As a designer who puts great thought into his project’s purpose, Dale’s hopes for What Color Is The Wind? go beyond readers experiencing an interesting and beautiful book. He’d like the book to appear for circulation in libraries, with an envelope included that would allow readers to share their thoughts, and perhaps even their natural treasures. “The illustrations are just line drawings, to encourage you to color them. The margins are wide, to encourage you to take notes, or for your child to draw that butterfly, that bug. We want to encourage them to think about the book as interactive. But not involving a computer!”

Ed adds, “There will never be a Kindle version of this book. It’s about engaging your senses… It’s a Feel Guide!”

“The book is experiential in focus and thrust,” says Dale. “So—just get outside, pick up the stone, and see what’s underneath it!”

“I don’t know what the kids will be learning,” Ed muses. “I don’t know the specifics of what they’ll find outside… If you’re in Hawaii, you’re going to find different things in your backyard than in Maine. But these activities are appropriate for each of those environments, too, and each of the seasons.”

While teachers may find What Color Is The Wind? a handy reference, if they want to fill up a science lesson with outdoor activities, at the heart of this book is not a checklist of facts or figures. It’s more in the spirit of a collection of wise verses from which a reader’s creativity may spring.

“It’s for grandparents, of course,” says Ed. “It’s for camp counselors, early childhood educators…”

“Nature lovers!” adds Dale.

“And policemen!”

“But the primary audience is still parents and their children.”

“Bottom line,” Ed finishes, “what I hope for, is that more kids get outside with their parents.
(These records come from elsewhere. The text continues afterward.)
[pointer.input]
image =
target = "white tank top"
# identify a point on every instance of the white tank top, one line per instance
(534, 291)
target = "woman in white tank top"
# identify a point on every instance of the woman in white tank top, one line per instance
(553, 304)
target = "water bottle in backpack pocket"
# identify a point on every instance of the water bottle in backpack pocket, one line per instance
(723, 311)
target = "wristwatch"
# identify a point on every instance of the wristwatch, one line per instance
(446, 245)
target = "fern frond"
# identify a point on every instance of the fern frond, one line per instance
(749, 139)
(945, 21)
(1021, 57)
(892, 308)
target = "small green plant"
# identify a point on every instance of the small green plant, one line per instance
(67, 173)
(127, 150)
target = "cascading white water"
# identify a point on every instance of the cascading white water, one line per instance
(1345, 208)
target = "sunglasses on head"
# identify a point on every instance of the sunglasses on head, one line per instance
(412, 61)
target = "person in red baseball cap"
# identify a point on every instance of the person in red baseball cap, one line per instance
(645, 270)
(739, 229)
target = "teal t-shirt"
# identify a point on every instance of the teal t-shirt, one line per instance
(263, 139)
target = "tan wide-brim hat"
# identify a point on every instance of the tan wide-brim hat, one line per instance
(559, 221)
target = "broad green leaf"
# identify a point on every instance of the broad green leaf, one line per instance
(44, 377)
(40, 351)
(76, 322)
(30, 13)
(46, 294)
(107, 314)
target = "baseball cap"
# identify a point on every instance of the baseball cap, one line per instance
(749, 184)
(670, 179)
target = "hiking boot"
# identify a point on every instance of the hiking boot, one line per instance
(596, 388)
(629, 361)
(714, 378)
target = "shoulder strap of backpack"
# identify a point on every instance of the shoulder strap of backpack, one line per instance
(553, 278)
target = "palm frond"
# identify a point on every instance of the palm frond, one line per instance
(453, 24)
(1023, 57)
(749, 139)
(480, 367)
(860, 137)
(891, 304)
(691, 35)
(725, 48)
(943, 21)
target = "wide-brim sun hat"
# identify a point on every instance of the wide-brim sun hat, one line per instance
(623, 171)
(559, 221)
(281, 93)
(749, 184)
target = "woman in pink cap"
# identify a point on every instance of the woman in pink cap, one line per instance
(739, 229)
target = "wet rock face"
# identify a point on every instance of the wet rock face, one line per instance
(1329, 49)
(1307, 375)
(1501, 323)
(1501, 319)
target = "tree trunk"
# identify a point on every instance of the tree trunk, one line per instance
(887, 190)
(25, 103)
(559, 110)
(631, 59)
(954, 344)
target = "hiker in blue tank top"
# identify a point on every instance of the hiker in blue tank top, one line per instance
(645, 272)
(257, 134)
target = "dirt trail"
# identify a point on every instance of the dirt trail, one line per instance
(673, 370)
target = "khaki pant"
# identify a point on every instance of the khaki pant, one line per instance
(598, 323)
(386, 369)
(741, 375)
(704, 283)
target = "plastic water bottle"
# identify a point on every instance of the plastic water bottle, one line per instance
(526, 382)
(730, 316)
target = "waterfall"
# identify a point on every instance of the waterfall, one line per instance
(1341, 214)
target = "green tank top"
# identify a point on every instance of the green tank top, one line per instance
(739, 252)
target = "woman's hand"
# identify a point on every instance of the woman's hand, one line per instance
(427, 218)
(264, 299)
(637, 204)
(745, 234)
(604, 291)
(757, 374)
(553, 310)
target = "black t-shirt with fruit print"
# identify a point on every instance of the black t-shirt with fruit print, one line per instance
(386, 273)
For two kinds of connection. With the earth, and with the parent… it’s something I never had as a kid. I wanted it… You always teach what you need to know. Maybe this is part of it.”

What Color Is The Wind? is written and designed, first and foremost, to lead you and your child out the door, with a sense of adventure. Whether you decide to plaster the car bumper with leaves, or form a new relationship with your dandelions, is up to you.


“Donna Lee Miele co-publishes the Rockland County Times with her husband, Ken Herndon. The Miele-Herndon children and the Bieber children have wondered and wandered together at Ed’s side for years. With great excitement, Donna and Ken applaud the publication of What Color Is The Wind?”